Wednesday, December 2, 2009

Snow daze

My fingers are too grasped around a tissue to grab a camera and head outside to illustrate this. So maybe you can look out your own window at the snow, or close your eyes and revel in the magic of snow days.

First, much to my son's chagrin, this isn't one, at least not yet. He's at school, no doubt paying more attention to the falling flakes than to Aristophanes.

Here at home, you can't help but watch the snow either. To remember those mornings when you get out of bed and your feet are cold when they touch the floor. Of looking outside, of seeing the slightest whisper of snow on the ground, of having the teeniest of flashes thinking....what if? What if?
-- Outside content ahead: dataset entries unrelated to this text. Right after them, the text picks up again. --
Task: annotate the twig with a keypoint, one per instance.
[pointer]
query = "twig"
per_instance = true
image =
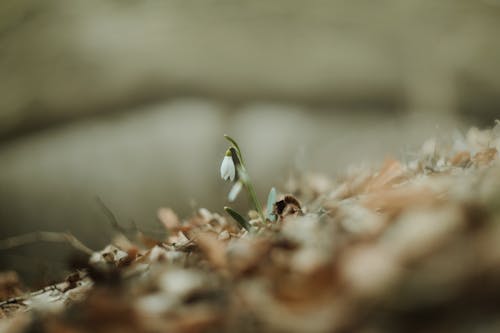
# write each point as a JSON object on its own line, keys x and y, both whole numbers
{"x": 44, "y": 236}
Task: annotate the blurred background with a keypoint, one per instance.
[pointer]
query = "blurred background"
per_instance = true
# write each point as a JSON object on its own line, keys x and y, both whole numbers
{"x": 127, "y": 101}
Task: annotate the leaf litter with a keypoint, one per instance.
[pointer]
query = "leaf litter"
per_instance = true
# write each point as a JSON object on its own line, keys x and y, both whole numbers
{"x": 409, "y": 246}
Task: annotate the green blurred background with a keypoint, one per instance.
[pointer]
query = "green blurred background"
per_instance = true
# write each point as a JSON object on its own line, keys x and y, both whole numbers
{"x": 128, "y": 100}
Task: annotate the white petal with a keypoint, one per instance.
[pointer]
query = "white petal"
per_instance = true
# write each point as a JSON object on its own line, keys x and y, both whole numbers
{"x": 227, "y": 168}
{"x": 235, "y": 190}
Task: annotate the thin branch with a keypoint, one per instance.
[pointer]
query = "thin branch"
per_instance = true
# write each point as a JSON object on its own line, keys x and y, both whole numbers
{"x": 44, "y": 236}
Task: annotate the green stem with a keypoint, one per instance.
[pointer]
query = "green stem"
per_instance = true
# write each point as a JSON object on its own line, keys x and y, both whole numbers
{"x": 246, "y": 179}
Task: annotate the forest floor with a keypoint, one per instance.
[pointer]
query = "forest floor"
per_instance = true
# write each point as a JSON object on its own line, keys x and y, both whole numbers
{"x": 410, "y": 246}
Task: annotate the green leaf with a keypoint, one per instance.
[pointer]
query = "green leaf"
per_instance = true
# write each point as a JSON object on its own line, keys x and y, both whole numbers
{"x": 271, "y": 199}
{"x": 238, "y": 218}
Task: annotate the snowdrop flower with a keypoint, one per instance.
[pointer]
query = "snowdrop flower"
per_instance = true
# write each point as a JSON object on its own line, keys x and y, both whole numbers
{"x": 227, "y": 167}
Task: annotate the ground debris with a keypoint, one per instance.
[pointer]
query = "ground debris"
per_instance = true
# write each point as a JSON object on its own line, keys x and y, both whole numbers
{"x": 410, "y": 246}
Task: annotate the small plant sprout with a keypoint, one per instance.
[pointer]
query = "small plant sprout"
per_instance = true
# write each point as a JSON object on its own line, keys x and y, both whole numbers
{"x": 233, "y": 168}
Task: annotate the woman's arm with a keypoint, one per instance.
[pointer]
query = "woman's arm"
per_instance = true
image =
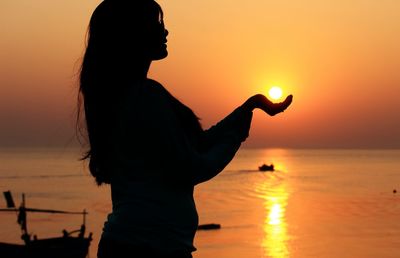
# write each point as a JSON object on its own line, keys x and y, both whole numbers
{"x": 239, "y": 120}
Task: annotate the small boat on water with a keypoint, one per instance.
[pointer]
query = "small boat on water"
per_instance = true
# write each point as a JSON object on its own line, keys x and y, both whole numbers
{"x": 65, "y": 246}
{"x": 265, "y": 167}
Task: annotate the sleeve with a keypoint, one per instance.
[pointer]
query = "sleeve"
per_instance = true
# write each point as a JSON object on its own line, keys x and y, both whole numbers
{"x": 238, "y": 122}
{"x": 181, "y": 160}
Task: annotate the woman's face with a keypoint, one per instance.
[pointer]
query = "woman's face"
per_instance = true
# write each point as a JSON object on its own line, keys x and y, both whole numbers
{"x": 157, "y": 39}
{"x": 159, "y": 44}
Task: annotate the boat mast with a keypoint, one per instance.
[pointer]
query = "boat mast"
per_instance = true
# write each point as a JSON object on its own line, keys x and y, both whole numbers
{"x": 23, "y": 221}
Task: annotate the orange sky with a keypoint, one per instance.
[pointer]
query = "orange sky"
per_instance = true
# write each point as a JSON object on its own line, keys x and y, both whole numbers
{"x": 339, "y": 58}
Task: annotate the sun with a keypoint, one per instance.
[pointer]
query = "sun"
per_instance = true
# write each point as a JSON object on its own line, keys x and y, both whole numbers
{"x": 275, "y": 92}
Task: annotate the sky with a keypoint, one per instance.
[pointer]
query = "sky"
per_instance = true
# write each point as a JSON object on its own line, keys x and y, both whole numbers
{"x": 340, "y": 59}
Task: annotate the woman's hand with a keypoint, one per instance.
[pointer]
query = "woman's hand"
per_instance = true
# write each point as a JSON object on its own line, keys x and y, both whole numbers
{"x": 263, "y": 103}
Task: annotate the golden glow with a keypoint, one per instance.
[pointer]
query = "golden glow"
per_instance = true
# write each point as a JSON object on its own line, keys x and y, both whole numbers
{"x": 275, "y": 93}
{"x": 275, "y": 195}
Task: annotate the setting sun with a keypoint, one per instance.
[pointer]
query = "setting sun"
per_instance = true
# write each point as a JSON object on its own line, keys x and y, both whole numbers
{"x": 275, "y": 93}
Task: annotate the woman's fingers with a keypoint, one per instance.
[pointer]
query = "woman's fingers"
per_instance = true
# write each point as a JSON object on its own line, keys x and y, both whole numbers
{"x": 274, "y": 108}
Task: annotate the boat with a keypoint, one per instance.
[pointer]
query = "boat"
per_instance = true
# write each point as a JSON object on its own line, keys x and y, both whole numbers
{"x": 209, "y": 226}
{"x": 72, "y": 244}
{"x": 265, "y": 167}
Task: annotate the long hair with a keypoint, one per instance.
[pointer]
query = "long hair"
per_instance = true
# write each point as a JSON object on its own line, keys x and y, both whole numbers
{"x": 117, "y": 36}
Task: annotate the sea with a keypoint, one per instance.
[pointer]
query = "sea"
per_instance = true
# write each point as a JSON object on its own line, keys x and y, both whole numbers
{"x": 317, "y": 202}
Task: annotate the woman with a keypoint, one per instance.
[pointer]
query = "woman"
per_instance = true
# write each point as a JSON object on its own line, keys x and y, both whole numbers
{"x": 145, "y": 143}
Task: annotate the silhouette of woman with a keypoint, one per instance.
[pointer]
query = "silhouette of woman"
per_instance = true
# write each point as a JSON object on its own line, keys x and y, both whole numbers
{"x": 144, "y": 142}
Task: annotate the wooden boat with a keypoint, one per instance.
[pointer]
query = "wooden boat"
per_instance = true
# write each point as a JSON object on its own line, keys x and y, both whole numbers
{"x": 265, "y": 167}
{"x": 65, "y": 246}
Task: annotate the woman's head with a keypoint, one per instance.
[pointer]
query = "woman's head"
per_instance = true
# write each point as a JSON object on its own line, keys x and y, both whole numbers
{"x": 124, "y": 37}
{"x": 129, "y": 31}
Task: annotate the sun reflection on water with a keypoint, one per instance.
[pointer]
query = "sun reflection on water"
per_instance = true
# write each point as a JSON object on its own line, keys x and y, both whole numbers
{"x": 275, "y": 238}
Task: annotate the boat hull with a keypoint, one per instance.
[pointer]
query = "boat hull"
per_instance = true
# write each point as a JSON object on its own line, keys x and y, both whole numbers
{"x": 60, "y": 247}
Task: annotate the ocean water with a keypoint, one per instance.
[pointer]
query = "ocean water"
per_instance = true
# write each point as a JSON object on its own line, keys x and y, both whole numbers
{"x": 318, "y": 203}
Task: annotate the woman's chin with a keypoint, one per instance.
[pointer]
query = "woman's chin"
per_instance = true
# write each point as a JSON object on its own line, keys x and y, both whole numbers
{"x": 161, "y": 54}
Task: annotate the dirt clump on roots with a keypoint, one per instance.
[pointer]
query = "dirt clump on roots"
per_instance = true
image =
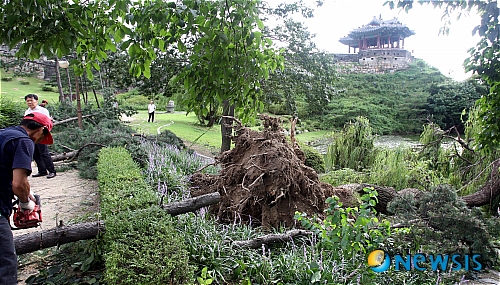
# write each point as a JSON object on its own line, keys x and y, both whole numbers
{"x": 263, "y": 179}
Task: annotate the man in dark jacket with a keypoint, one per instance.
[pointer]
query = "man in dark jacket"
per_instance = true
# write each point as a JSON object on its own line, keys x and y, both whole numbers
{"x": 16, "y": 153}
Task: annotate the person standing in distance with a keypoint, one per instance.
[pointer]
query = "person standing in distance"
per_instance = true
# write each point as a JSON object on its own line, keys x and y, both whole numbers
{"x": 16, "y": 152}
{"x": 41, "y": 156}
{"x": 151, "y": 111}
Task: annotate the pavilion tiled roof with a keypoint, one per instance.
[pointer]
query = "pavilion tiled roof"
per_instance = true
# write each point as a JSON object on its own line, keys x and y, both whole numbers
{"x": 377, "y": 27}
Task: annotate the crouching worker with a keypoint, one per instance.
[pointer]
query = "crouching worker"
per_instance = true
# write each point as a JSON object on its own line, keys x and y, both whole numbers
{"x": 16, "y": 153}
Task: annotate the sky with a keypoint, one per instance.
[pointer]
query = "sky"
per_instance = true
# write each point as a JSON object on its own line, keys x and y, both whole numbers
{"x": 336, "y": 18}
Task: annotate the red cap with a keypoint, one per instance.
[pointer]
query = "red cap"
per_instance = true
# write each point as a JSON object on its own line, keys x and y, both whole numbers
{"x": 45, "y": 121}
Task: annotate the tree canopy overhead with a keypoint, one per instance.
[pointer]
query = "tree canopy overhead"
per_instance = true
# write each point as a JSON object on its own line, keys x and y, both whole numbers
{"x": 227, "y": 54}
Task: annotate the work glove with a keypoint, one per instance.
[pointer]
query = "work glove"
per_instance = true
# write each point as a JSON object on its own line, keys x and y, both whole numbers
{"x": 30, "y": 205}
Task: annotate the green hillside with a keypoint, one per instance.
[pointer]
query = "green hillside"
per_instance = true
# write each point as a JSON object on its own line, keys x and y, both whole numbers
{"x": 394, "y": 103}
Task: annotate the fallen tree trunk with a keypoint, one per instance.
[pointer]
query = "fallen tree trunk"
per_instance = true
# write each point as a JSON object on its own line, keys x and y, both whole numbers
{"x": 64, "y": 156}
{"x": 72, "y": 119}
{"x": 54, "y": 237}
{"x": 484, "y": 196}
{"x": 73, "y": 154}
{"x": 489, "y": 191}
{"x": 272, "y": 238}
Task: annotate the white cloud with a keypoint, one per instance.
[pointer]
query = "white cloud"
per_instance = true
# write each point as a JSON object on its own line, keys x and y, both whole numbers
{"x": 336, "y": 18}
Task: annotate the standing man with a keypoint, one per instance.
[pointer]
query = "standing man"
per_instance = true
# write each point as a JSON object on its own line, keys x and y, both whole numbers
{"x": 151, "y": 111}
{"x": 16, "y": 152}
{"x": 42, "y": 156}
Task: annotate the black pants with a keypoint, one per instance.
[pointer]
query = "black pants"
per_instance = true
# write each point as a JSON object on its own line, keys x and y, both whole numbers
{"x": 8, "y": 258}
{"x": 43, "y": 160}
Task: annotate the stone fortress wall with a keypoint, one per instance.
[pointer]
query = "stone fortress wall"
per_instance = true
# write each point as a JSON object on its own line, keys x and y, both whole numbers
{"x": 7, "y": 58}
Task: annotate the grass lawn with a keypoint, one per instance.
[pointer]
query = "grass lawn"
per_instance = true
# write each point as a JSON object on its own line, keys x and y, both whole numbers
{"x": 16, "y": 91}
{"x": 185, "y": 127}
{"x": 313, "y": 136}
{"x": 188, "y": 129}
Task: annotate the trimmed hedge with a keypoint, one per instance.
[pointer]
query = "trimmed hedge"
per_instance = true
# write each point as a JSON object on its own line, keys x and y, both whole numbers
{"x": 141, "y": 245}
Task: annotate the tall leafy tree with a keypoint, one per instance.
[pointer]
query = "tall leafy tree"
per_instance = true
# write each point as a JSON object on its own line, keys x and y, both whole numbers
{"x": 484, "y": 59}
{"x": 309, "y": 73}
{"x": 226, "y": 61}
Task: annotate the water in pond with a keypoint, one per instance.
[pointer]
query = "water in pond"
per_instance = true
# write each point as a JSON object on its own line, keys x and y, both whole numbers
{"x": 380, "y": 141}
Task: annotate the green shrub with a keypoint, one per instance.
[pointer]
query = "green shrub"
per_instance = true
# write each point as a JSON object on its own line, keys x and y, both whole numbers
{"x": 145, "y": 248}
{"x": 344, "y": 176}
{"x": 141, "y": 245}
{"x": 352, "y": 148}
{"x": 314, "y": 159}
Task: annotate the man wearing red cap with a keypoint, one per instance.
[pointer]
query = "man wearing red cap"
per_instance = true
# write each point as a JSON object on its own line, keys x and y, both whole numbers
{"x": 16, "y": 152}
{"x": 42, "y": 156}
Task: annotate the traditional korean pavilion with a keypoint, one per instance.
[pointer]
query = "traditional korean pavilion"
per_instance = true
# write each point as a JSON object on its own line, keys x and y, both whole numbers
{"x": 378, "y": 34}
{"x": 378, "y": 47}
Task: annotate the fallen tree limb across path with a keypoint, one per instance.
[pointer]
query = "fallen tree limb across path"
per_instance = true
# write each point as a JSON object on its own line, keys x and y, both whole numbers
{"x": 56, "y": 236}
{"x": 272, "y": 238}
{"x": 60, "y": 235}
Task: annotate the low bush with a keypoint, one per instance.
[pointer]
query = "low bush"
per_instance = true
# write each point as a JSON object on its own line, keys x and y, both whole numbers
{"x": 141, "y": 245}
{"x": 314, "y": 159}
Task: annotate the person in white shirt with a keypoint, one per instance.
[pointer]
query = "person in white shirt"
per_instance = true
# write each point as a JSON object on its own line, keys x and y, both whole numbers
{"x": 41, "y": 155}
{"x": 151, "y": 111}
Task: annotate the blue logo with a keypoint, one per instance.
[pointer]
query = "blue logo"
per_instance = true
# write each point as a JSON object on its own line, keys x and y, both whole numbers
{"x": 379, "y": 261}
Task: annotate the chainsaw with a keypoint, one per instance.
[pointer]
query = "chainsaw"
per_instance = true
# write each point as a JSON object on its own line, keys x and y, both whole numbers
{"x": 23, "y": 219}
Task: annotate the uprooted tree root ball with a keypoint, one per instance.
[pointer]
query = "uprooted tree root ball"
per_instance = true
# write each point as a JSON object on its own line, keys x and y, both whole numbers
{"x": 263, "y": 179}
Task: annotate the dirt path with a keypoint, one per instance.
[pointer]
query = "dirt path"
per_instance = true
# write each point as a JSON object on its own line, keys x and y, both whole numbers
{"x": 64, "y": 198}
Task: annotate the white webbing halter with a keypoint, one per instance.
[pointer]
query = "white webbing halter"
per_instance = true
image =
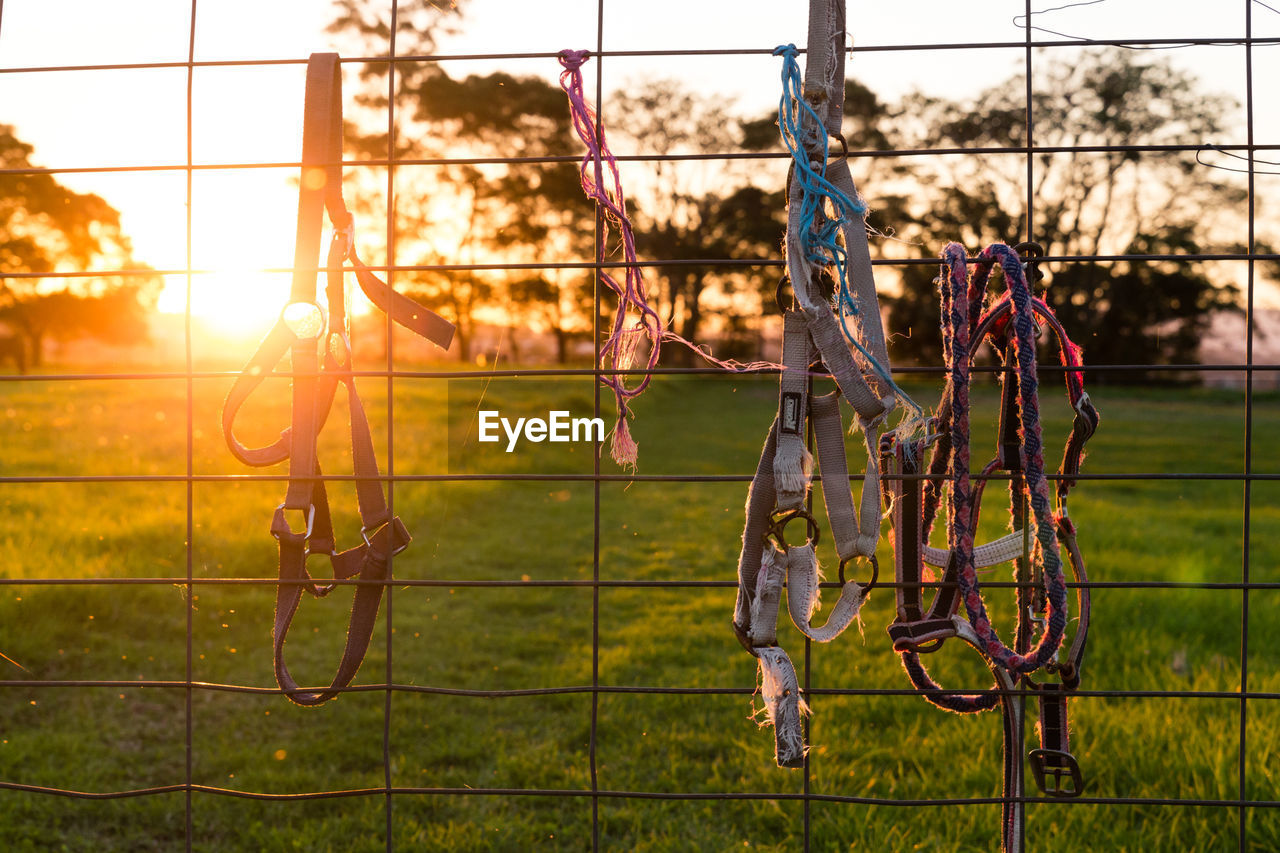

You're shivering a little -- with cold or optimistic anticipation, who knows? You smell almost-burned toast and go into the kitchen to eat your oatmeal and the radio is on and the announcer is calling out the school closings. They're in alphabetical order, and if you never paid attention to your ABCs, you can bet you do right now.

And then you hear it. Your school. Closed. All. Day. Long. You run into the living room and the good news is confirmed at the bottom of the TV screen.

You call your friend two doors down and you meet outside. You're freezing, but laughing like hyenas and trying to gather enough snow in your wet mittens to make a snowball to push down her turtleneck sweater.

By noon, after you've burned the roof of your mouth gulping Campbell's tomato soup and wolfing down a grilled-cheese sandwich, you rush back outside. There's still hardly any accumulation. Still, the snow falls.

And still, you snatch it up, practically as it drops from the sky, determined to build a snowman. One that wobbles on the brown grass, one that will be gone by the time school would be let out.

But there is no school. Today's a snow day.